Again and again, Qiu Ju is offered justice in terms of monetary compensation, and even loses her first lawsuit. When she has serious complications during childbirth and is saved (as well as her child) by the Chief, the issue of the kick seems to be resolved, but Qiu Ju's blind zeal has set things in motion which cannot be stopped. Thus, we have the arrest of Chief Wang, and the shot of the village with nothing but that one piercing siren to be heard. That siren is crying to Qiu Ju; it says "look what you have done. Because you couldn't understand the way justice works in civil society, and because you refused to accept the attempts at justice that were offered, you have done something horrible." The final frame, in which Qiu Ju's face occupies the whole screen shows that she finally understands this somewhat. She is distraught and confused by the arrest of the chief, because her provincial concept of justice is too subjective to be even district rule, and the laws in place are necessarily devoid of human element.

Zhang Yimou poses many questions about justice in this film, but the core of those questions involves what our notions are, and what they entail. He throws into question the idea of an objective judicial process, and shows us why that is necessary, as well as why the kind of justice Qiu Ju sought was and is impossible to enforce through government.

A Time to Let Go: Personal Values as well as Community Beliefs

Tamutenda Chidawanyika

In The Story of Qiu Ju, Zhang Yimou manages to raise many questions about the importance and the pursuit of justice. When Qiu Ju's husband, Wan, is kicked in the groin by the village chief, Wang, Qiu Ju decides to pursue this matter until she gets an apology from the chief. When the chief obstinately refuses to apologize for his actions and instead offers Qiu Ju and her husband money in order to appease them, Qiu Ju refuses to take the money adamantly because all she wants is a verbal apology.
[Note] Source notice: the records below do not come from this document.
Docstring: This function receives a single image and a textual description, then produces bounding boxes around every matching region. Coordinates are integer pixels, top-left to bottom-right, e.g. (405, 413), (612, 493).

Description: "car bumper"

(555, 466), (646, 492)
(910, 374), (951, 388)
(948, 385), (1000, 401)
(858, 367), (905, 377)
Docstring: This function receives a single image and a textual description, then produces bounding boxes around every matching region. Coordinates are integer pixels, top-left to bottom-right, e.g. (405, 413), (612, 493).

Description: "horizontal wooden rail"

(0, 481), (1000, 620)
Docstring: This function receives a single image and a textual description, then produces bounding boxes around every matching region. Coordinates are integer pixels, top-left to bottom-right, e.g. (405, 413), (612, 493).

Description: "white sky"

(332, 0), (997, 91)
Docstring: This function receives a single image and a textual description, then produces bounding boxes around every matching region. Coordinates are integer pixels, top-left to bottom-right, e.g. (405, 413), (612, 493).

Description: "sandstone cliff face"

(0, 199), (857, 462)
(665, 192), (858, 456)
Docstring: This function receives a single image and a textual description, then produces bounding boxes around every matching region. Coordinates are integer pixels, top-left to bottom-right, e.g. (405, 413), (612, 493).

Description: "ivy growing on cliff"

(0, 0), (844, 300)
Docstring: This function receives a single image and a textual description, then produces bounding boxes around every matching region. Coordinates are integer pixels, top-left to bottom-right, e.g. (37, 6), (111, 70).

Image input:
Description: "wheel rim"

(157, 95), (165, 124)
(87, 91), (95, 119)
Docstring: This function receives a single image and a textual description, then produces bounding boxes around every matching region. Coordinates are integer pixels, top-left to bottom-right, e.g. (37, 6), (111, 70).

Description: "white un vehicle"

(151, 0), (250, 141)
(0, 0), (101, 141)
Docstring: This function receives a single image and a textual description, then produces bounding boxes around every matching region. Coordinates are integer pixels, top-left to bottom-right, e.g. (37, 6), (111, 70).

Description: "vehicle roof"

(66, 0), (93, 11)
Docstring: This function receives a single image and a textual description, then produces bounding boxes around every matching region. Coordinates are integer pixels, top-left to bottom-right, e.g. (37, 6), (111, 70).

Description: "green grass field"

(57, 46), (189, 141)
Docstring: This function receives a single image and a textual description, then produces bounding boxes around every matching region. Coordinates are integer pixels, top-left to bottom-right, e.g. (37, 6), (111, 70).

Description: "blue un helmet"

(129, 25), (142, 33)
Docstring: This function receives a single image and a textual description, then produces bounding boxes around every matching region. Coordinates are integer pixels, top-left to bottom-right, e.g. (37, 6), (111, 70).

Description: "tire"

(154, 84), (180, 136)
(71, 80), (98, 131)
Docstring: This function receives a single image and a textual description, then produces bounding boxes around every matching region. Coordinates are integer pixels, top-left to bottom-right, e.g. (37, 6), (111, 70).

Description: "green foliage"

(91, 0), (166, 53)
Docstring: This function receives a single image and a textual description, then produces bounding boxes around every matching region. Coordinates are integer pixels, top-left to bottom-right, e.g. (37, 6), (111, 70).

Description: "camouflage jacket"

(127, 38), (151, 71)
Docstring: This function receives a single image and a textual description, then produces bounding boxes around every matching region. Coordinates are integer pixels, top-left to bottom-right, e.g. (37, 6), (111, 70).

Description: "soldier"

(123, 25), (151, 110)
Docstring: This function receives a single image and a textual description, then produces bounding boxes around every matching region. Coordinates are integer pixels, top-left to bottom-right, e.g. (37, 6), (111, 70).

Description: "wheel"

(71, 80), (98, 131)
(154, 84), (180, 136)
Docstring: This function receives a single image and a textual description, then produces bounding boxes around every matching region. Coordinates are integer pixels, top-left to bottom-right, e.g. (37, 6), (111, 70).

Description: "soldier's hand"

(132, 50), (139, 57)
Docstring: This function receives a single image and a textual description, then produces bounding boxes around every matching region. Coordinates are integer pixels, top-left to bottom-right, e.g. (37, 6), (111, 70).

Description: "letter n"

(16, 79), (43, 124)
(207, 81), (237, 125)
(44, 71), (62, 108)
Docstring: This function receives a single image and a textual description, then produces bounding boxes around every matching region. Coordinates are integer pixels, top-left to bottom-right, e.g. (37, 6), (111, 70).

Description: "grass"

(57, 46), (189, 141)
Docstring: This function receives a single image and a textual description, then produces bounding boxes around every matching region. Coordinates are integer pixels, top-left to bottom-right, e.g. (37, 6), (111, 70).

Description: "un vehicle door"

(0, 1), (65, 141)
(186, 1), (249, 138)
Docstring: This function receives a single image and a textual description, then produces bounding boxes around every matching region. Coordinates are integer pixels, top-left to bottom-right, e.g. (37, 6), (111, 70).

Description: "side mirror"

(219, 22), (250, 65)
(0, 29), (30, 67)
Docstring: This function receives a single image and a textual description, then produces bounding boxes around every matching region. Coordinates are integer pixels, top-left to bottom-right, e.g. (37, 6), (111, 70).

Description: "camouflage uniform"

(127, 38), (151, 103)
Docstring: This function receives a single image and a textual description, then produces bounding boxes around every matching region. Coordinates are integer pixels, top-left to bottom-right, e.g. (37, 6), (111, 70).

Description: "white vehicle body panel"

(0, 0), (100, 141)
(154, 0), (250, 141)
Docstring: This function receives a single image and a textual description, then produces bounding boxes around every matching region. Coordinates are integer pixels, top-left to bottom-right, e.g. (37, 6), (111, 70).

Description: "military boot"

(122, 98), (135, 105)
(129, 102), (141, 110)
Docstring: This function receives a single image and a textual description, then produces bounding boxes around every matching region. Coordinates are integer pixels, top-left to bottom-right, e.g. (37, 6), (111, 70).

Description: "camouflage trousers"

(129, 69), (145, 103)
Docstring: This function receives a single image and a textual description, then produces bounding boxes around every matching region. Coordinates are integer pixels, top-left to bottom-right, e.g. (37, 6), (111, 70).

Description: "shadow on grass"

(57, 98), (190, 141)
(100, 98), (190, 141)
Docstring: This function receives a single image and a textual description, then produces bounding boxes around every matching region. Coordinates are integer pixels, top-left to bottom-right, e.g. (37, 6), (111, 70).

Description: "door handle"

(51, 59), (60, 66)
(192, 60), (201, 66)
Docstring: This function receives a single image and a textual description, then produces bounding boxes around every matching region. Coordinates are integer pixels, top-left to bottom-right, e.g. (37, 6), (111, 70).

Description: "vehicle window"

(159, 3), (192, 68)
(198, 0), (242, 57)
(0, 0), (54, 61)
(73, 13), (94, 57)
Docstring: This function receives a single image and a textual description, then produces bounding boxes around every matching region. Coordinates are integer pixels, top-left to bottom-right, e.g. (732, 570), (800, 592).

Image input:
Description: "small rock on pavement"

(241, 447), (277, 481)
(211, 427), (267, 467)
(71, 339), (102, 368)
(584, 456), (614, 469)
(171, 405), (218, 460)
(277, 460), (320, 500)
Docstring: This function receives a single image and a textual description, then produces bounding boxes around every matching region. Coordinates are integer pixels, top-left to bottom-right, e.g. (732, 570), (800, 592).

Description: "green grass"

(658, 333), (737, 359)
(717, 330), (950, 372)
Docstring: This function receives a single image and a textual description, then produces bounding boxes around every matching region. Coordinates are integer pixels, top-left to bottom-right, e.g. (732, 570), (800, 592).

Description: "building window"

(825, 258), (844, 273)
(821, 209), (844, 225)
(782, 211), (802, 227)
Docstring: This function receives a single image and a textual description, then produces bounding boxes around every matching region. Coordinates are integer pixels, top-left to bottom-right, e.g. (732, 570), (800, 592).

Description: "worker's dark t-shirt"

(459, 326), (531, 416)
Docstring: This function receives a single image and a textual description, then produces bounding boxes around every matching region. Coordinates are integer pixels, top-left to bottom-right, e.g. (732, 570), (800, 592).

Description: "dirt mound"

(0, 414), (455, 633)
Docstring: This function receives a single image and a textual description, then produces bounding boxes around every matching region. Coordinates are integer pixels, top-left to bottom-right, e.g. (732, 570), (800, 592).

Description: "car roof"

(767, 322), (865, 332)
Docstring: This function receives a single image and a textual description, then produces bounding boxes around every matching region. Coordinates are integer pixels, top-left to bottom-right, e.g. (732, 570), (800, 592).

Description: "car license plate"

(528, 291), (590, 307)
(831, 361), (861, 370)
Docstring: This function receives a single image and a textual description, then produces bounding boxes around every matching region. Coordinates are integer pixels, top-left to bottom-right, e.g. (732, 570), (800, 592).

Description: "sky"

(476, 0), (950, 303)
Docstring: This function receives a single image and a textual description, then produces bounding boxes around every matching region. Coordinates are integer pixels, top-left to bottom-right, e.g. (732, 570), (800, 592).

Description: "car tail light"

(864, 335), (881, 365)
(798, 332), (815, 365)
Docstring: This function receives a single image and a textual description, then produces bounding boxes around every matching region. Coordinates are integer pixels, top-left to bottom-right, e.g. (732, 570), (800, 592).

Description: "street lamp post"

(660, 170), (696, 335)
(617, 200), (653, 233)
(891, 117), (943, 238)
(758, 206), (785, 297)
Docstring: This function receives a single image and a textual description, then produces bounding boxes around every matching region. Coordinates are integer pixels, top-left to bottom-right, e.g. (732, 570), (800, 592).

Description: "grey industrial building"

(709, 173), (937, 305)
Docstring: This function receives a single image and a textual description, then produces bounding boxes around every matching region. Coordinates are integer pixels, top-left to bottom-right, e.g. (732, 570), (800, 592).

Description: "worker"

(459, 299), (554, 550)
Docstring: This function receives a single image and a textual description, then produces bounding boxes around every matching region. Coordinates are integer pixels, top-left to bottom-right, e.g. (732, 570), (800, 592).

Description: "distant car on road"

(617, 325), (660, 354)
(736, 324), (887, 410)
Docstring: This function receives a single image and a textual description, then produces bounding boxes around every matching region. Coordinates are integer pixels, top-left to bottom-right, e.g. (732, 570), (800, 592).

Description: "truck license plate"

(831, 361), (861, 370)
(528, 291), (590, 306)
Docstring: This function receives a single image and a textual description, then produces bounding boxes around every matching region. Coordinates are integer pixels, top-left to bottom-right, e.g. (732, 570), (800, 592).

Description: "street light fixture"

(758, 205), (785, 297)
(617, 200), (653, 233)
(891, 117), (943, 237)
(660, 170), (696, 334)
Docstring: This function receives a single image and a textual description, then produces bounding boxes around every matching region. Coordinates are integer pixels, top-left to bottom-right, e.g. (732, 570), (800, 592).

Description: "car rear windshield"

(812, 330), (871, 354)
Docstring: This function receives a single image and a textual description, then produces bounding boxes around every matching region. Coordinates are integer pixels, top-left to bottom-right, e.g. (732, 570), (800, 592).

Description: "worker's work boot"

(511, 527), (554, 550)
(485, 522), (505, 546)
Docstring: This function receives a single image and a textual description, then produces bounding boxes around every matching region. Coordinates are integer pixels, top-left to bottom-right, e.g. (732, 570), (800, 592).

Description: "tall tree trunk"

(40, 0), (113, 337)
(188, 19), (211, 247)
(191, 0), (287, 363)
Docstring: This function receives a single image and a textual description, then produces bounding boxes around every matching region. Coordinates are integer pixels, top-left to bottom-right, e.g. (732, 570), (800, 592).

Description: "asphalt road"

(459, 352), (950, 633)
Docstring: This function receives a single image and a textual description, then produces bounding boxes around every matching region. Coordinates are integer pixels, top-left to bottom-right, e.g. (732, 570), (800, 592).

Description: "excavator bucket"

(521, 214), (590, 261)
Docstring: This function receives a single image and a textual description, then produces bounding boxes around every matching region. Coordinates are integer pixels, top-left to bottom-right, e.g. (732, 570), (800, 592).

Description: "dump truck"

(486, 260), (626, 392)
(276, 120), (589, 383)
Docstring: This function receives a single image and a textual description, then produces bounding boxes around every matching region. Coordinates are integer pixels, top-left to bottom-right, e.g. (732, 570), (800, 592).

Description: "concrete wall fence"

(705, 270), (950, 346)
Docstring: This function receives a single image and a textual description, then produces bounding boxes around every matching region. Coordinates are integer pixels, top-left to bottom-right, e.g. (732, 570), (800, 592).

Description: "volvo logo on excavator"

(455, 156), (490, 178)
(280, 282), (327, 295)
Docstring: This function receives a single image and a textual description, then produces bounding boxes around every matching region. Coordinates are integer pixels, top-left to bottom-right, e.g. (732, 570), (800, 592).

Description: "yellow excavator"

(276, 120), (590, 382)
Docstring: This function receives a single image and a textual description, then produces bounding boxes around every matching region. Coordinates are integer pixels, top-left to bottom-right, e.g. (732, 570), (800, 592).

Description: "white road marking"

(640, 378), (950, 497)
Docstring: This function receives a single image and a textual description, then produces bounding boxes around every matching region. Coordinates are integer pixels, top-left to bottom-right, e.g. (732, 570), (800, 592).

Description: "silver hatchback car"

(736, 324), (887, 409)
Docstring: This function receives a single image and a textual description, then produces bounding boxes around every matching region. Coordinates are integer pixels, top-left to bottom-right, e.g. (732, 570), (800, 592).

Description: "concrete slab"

Qiu Ju refuses to sacrifice her beliefs and to some extent her dignity when she rejects the chief's implications that money can correct the unjust wrong he has inflicted on Wan. By creating this scenario, Zhang Yimou shows how the simple things such as an apology and maintenance of personal dignity, self-value and pride can be more important than money. Through this technique, he manages to captivate his audience since the dilemma of being torn between money and doing what maintains your dignity and self-value in today's society is a reality of life and therefore, any human being can relate to what Qiu Ju is battling with to a certain degree.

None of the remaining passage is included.